All Bitsquid games act as TCP/IP servers when running in development mode. By connecting to the server port of a running game we can send Lua script commands to that game. The Ruby code for doing that is mercifully short:

require 'socket'

# Class that handles console communication with a running bitsquid executable.
class Console
 JSON = 0
 JSON_WITH_BINARY = 1

 # Create a new console connection to specified host and port.
 def initialize(host, port)
  @socket = TCPSocket.new(host, port)
 end

 # Send the specified JSON-encoded string to the target.
 def send(json)
  msg = [JSON, json.length].pack("NN") + json
  @socket.write(msg)
 end

 # Send the specified lua script to be executed on the target.
 def send_script(lua)
  lua = lua.gsub('"', '\\"')
  send("{type: \"script\", script: \"#{lua}\"}")
 end
end

# Handles multiple console connections
class Consoles
 attr_reader :consoles

 def initialize(arg)
  @consoles = arg.respond_to?(:each) ? arg : [arg]
 end

 def send_script(lua)
  @consoles.each do |c| c.send_script(lua) end
 end
end

Node.start_project() returns a Console object that can be used to talk with the newly created network node. Since all the gameplay code for Bitsquid games is written in Lua, setting up a multi-player game is just a matter of sending the right Lua commands over that connection.

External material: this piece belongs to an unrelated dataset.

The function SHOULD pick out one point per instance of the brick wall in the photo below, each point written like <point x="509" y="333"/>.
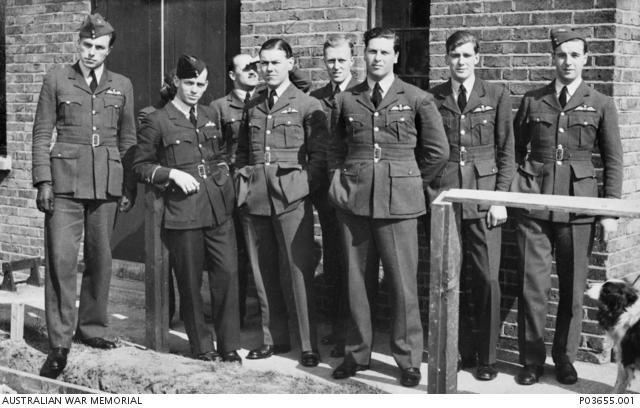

Those commands will be game specific. In the network sample where I implemented this, there is a global variable called force_menu_choice which when set will force a selection in the in-game menus. We can use this to set up a network game:

require_relative 'nodes-config'

consoles = NODES.collect do |n| n.start_project("-host 172.16.8.14 -project samples/network") end
server = consoles[0]
clients = Consoles.new(consoles[1..-1])
all = Consoles.new(consoles)

puts "Waiting for exes to launch..."
sleep(1)
puts "Launching steam..."
all.send_script %q{force_menu_choice = "Steam Game"}
sleep(1)
server.send_script %q{force_menu_choice = "Create Lobby"}
sleep(1)
clients.send_script %q{force_menu_choice = "Find Lobby"}
sleep(1)
clients.send_script %q{force_menu_choice = "Niklas Test Lobby"}
sleep(1)
server.send_script %q{force_menu_choice = "Start Game"}

This will start a Steam Lobby on the server, all the clients will search for and join this lobby and then the server will start the game.

Play the game

Playing the game is again just a question of sending the right script commands to expose the bugs you are interested in. In my case, I just tested spawning some network synchronized boxes:

server.send_script %q{
 local self = Sample.screen
 local camera_pos = Unit.world_position(self.world_screen.camera_unit, 0)
 local camera_forward = Quaternion.forward(Unit.world_rotation(self.world_screen.camera_unit, 0))
 local box_unit = World.spawn_unit(self.world_screen.world, "units/box/box", camera_pos)
 local box_id = GameSession.create_game_object(self.game, "box", {position=camera_pos})
 self.my_boxes[box_id] = box_unit
 Actor.set_velocity(Unit.actor(box_unit, 0), camera_forward*20)
}
sleep(40)
clients.send_script %q{
 local self = Sample.screen
 local camera_pos = Unit.world_position(self.world_screen.camera_unit, 0)
 local camera_forward = Quaternion.forward(Unit.world_rotation(self.world_screen.camera_unit, 0))
 local box_unit = World.spawn_unit(self.world_screen.world, "units/box/box", camera_pos)
 local box_id = GameSession.create_game_object(self.game, "box", {position=camera_pos})
 self.my_boxes[box_id] = box_unit
 Actor.set_velocity(Unit.actor(box_unit, 0), camera_forward*20)
}

And that is really all. I also added some similar code for shutting down the gameplay session and returning to the main menu so that I could loop the test.

And 500 iterations later, running on the three machines on my desk, the bug was reproduced.